Nang'anda Primary School is located in a remote, rural region of Kakamega County. The place is very green for most of the community members do crop farming and sugarcane planting. There are many trees planted all over, making the area cool and peaceful.
The school opened in 1952 by community members who wanted to see their children have a nearby education opportunity. It has since grown to have 587 students taught by 18 teachers and staff. They study English, Kiswahili, mathematics, social studies, science, religion, drawing, and reading.
A normal day begins very early in the morning as students wake up to prepare for the day. A class six student who was interviewed narrated that for her, she wakes up at 5 am so that she can get to school on time. She walks for 40 minutes on average to get to school. Students walk to school in a group because it's still dark out at that time of morning. Friendships are built during the walk to school. On arrival at school around 6 am, the pupils go to class for morning study hall. They take a break for cleaning chores like collecting litter, cleaning the toilets, and ensuring the handwashing facilities have water. The pupils must also fetch water before regular lessons start at 8 am.
Ensuring there's enough water is a risky task for students. It requires a strong individual and the water needs to be drawn with lots of care. They get water from an open well on school grounds, where a container is tied to a rope and lowered down through the hatch. Pulling the full container back up is hard work.
This dug well dries up when it doesn't rain for a long time, so students have to leave school in search of more water during parts of the year. They most often walk to an unprotected spring in the community, which is about one kilometer away.
The pupils struggle with the community members who also need to get water from their spring. The water is dirty, for it is open and the pupils just dunk their containers under the surface to get water. To cut down on long trips into the community, students are also asked to carry a container of water from home to school each morning.
The school does not have a storage facility for their water. Instead, they depend on the small containers that the pupils bring from home. The containers do not have covers and the storage is very little.
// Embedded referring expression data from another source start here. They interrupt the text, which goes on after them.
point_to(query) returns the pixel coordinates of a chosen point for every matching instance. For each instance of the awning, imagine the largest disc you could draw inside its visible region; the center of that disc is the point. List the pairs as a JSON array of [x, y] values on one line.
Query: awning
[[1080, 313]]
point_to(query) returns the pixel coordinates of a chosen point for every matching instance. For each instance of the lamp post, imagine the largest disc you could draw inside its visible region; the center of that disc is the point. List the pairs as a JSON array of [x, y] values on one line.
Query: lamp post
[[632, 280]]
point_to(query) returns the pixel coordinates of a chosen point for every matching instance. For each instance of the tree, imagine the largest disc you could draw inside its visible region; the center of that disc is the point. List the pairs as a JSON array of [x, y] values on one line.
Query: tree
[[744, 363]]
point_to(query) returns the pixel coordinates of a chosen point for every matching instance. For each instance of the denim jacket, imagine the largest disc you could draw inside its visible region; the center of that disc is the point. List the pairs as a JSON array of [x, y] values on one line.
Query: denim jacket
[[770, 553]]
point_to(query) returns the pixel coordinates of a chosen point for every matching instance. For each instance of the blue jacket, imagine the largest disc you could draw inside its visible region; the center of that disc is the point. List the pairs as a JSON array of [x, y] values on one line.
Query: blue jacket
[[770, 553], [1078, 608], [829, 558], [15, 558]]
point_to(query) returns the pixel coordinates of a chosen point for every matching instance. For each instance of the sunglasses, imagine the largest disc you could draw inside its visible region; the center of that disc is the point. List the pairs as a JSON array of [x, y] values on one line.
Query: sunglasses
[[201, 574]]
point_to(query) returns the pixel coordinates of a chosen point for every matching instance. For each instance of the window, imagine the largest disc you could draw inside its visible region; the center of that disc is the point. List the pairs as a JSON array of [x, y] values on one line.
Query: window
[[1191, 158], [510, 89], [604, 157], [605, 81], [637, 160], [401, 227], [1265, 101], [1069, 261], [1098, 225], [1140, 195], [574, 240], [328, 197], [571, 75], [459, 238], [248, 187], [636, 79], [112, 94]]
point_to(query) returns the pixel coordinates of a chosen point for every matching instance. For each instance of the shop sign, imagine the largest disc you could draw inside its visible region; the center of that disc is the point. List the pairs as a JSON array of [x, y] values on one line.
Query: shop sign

This forces the pupils to get water throughout the day so as to ensure all the activities which need water are carried out - including drinking.
There are various negative consequences of safe water scarcity here. The school records a high number of absent pupils every week as they suffer from stomachaches and diarrhea caused by dirty water. Illness due to unsafe water and lack of sanitation creates health costs that claim a large portion of a poor household's income. Academic performance here also declines as time is wasted in search of water is much.
"The scarcity of clean water has been a challenge since the time I joined this school about five years ago now," reflected Deputy Headteacher Tembu.
"Many pupils are absent on a weekly basis and on inquiry, they are having stomachaches. Most of the pupils have poor health starting with their personal hygiene for when you look at the skin it tells you they do not have care. The scarcity of safe water at large in school reduces our learners concentration, performance, and score."
What we can do:
Training
Training on good hygiene habits will be held for two days. The facilitator will use PHAST (participatory hygiene and sanitation transformation), ABCD (asset-based community development), CTC (child to child), lectures, group discussions, and handouts to teach health topics and ways to promote good practices within the school. The CTC method will prepare students to lead other students into healthy habits, as well as kickstart a CTC club for the school.
Handwashing Stations
There are currently two handwashing stations, but these are not enough for 623 students.
Two more handwashing stations will be delivered to the school, and the CTC club will fill them with water on a daily basis and make sure there is always a cleaning agent such as soap or ash.
VIP Latrines
The sanitation at the school is very bad. The ratio at which the pupils use the latrines is one latrine to 75. There are such long lines when students have to use the bathroom!
"We are so much disadvantaged, especially we the girls. We normally congest ourselves at the toilets and people urinate on the floor. Most of my fellow pupils do not have shoes and this makes it unhealthy for them to step in urine. Our early childhood pupils do not have a toilet and so they just do defecate outside the toilet. Our environmental hygiene needs change," said 14-year-old Sharon.
Two triple-door latrines will be constructed with local materials that the school will help gather. Three doors will serve the girls while the other three serve the boys. And with a new source of water on school grounds, students and staff should have enough to keep these new latrines clean.
Rainwater Catchment Tank
A 50,000-liter rainwater catchment tank will help alleviate the water crisis at this school and is a great solution because of the high rainfall in the area. The school will help gather the needed materials such as sand, rocks, and water for mixing cement. We will deliver the hardware, lumber, guttering, cement, and expertise needed to get the job done.
We and the school strongly believe that with this assistance, standards will significantly improve. These higher standards will translate to better academic performance!